C'est à travers ce lien fort entre ciel et terre qu'il faut comprendre St Jean. Mais ensuite, Jean nous donne ce deuxième regard, que les hindous appellent le troisième œil, et qui est le regard tourné vers l'intérieur, le regard de la foi. Le premier regard, c'est la vue ordinaire, mais le deuxième nous permet de voir les choses comme Dieu les voit, telles qu'elles sont reliées au monde de Dieu. C'est le regard de Marie à Cana, celui de l'aveugle-né guéri, le regard émerveillé de Jean devant le tombeau vide. C'est le regard que donne l'Esprit de Dieu, ce cygne qui vient se poser parmi nous.

Voilà ce que j'ai médité ce lundi en voyant huit cygnes prendre leur essor ensemble. Un bruit terrible et après, le blanc de ces huit seigneurs qui montent en majesté.

lundi 8 mai 2017

Aujourd'hui , on coiffe gratis!


Il y a des petites choses qu’on lit comme ça, un peu vite. Et puis un jour on se dit : « Tiens tiens c’est curieux ! » Voilà ce qui m’est arrivé l’autre jour en  lisant, dans l’évangile de Jean, l’épisode de la pêche après la résurrection  (Jn 21/4-14). Là, li y a un os : les apôtres ont fait une pêche énorme : 153 gros poissons. Une belle prise ! Alors que Jésus, au verset 5, leur a demandé à manger. On va se régaler ! Mais quand ils abordent avec leur butin, Jésus a déjà grillé du poisson et coupé le pain. Bizarre n’est-ce pas ?

Et puis non, ce n’est pas aussi bizarre que cela. Nous sommes dans la logique de l’Evangile, dans la logique de Dieu qui, toujours, donne le premier. Il donne, il se donne comme ça, sans attendre nos « mérites » ! Dieu donne d’abord, et pour rien, sans rien demander en échange. Dieu coiffe gratis !

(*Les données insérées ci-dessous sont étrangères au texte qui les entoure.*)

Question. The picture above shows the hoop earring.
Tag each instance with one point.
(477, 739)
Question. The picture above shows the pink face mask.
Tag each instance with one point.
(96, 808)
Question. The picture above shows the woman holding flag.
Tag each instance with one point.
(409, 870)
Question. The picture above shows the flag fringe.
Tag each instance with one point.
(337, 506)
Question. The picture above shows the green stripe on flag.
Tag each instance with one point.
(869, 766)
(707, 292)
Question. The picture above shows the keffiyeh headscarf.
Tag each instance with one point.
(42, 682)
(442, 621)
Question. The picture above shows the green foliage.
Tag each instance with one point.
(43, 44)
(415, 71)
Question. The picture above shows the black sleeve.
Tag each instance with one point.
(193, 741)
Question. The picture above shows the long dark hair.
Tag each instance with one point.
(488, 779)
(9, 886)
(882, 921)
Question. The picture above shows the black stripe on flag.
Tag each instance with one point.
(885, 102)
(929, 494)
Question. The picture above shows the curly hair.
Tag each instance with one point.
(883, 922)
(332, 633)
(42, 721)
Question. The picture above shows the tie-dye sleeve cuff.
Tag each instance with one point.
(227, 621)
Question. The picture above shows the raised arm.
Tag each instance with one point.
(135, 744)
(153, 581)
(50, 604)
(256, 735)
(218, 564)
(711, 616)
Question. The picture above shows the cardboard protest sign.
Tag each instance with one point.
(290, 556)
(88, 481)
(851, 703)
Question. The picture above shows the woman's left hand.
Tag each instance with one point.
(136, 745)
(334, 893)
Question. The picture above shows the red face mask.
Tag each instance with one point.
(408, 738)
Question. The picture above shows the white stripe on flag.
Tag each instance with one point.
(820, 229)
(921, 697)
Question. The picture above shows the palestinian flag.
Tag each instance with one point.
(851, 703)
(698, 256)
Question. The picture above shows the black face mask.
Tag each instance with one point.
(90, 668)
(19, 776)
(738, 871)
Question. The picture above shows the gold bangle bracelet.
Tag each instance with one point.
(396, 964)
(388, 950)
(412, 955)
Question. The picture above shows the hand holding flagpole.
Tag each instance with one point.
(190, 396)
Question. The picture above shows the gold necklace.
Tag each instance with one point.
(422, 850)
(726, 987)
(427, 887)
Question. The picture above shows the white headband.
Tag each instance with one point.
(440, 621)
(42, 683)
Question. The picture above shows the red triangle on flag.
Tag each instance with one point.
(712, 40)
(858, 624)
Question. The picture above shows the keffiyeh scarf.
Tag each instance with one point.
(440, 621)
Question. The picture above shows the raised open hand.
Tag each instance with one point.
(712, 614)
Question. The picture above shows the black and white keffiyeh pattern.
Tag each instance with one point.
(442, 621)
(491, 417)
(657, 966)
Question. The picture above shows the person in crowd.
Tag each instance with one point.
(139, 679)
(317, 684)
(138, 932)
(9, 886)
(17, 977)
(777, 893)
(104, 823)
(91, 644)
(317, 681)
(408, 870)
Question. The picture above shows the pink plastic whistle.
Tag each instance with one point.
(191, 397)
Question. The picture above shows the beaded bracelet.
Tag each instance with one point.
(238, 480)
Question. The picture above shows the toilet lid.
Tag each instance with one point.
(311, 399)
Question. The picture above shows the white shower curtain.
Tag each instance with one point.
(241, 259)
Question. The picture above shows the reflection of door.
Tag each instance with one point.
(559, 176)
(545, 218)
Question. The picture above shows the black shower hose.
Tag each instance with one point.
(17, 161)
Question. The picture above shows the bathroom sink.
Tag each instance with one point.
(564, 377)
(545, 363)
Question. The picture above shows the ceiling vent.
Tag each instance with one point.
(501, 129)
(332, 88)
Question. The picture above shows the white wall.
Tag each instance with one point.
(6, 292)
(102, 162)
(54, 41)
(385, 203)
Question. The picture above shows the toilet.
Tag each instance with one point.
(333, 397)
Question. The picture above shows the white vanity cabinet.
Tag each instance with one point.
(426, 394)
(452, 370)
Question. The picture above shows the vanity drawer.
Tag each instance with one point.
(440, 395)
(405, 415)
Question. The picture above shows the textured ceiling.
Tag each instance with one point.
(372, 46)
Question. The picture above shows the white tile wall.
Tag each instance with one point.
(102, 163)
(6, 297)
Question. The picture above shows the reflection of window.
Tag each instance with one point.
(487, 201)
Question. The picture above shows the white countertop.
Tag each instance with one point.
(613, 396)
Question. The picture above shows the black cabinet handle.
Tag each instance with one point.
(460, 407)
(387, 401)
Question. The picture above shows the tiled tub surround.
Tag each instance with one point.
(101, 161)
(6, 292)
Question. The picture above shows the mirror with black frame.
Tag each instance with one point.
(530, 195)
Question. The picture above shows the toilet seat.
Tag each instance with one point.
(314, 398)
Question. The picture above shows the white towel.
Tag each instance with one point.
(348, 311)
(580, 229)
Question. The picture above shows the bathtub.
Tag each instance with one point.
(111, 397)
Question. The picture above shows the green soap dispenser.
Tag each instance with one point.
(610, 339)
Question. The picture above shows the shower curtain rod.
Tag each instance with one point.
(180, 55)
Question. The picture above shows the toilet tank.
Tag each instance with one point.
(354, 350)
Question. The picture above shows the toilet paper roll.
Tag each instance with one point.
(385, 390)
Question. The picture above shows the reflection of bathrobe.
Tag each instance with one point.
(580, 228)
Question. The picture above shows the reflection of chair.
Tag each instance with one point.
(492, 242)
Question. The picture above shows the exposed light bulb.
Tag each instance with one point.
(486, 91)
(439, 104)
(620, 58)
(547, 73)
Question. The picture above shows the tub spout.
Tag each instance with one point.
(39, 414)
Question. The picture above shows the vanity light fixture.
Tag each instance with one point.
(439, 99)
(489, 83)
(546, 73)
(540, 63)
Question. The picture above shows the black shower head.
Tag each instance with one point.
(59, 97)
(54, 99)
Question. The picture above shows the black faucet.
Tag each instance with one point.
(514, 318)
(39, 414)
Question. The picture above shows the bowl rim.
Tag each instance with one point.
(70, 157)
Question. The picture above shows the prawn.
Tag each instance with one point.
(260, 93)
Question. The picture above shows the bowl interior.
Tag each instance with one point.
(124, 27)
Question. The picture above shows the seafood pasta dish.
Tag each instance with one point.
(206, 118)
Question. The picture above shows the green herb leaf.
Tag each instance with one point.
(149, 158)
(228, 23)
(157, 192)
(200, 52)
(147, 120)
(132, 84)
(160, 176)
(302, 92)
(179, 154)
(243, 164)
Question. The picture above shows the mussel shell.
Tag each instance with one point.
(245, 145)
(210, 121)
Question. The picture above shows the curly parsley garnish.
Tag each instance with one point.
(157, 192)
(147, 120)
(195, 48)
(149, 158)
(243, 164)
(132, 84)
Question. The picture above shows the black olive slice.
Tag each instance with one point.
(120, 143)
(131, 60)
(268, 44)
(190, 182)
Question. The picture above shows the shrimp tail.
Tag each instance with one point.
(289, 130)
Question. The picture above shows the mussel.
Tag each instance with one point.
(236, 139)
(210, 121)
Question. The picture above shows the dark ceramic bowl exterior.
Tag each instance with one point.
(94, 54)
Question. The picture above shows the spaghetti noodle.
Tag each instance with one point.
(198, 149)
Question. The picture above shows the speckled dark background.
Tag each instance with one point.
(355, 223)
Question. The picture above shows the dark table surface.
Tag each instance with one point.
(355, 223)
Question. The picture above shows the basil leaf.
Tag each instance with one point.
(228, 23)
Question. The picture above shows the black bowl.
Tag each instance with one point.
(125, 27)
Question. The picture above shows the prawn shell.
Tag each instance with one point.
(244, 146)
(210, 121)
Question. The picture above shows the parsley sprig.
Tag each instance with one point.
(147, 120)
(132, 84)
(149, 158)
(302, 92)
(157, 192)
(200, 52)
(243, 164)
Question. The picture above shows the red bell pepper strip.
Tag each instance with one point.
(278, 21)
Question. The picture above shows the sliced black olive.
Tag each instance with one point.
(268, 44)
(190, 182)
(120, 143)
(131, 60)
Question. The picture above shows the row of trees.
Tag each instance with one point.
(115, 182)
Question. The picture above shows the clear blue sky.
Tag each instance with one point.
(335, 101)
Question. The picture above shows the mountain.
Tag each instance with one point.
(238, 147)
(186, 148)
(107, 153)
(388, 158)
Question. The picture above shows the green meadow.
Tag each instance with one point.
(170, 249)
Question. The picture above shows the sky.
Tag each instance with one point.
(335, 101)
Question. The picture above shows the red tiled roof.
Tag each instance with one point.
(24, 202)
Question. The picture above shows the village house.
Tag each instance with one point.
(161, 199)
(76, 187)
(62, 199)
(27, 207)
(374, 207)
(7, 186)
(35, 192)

On voit ça dans tout l’évangile. Voyez Jésus qui discute avec la samaritaine près du puits (Jn 4). Il demande à boire, et cela étonne la dame. Alors Jésus lui dit : « Si tu savais le don de Dieu, et qui est celui qui te demande à boire, c’est toi qui lui aurait demandé, et il t’aurait donné de l’eau vive. »… Et la femme adultère en Jean 8 ! Jésus ne lui fait même pas la morale, il ne la gronde pas. Il la libère d’abord, alors qu’elle allait se faire caillasser à mort. Et après seulement, il lui dit : «  Va, et ne pèche plus. » On ne sait pas si la dame a arrêté de courir le guilledou. Mais c’est de là, de cette attitude de Jésus, que vient la hargne des pharisiens : il va manger chez n’importe qui, il va loger chez Zachée-les-impôts, il entre chez un romain ! C’est trop !

Oui nous avons du mal à imaginer Dieu sans conditions, comme ça, parce qu’il est Dieu. Jésus aime sans condition, même quand on n’a pas les mains très propres. Et pour finir, the last but not the least, il a nourri 5000 hommes sans leur demander leur passeport. Nous qui, dans l’Eucharistie, pratiquons une communion de façon parfois fort sélective, cela donne à penser.
Dans notre monde où tout s’achète, on a du mal à comprendre Dieu qui coiffe gratis. On a l’habitude de voir notre relation à Dieu comme un contrat : « Si je suis sage, tu seras bon avec moi Seigneur ! Si je ne suis pas sage, je n’aurai pas volé tes coups de bâton ! » Là, on n’est pas loin du « Qu’est-ce que j’ai fait au bon Dieu pour mériter ça ? » Sous-entendu : « J’ai été sage, j’ai respecté le contrat, mais Dieu ne l’a pas respecté ! »
Or il n’y a pas de contrat entre Dieu et nous, aucun contrat. De plus en plus, mon livre de la Bible préféré, c’est le livre de Job. Job perd tout. Alors c’est la grogne de ses amis, la colère de son épouse, tout ça. Mais tout à la fin, Job chante son amour et sa confiance en Dieu. Chapeau !
J’ai beaucoup aimé le petit livre de Marion Muller-Colard, « L’autre Dieu ». Pas facile à lire, mais tellement vrai ! A travers la maladie de son petit garçon, l’auteure revit l’aventure de Job. Encore chapeau !


Pour finir, disons que nous n’avons pas l’habitude du don gracieux de Dieu. On préfère passer un marché : « Regarde mes mérites, ça vaut bien une récompense, non ? » Or ces fameux « mérites », car il y en a, et même d’héroïques,  sont  une réponse à l’amour de Dieu, pas une condition pour qu’il nous aime.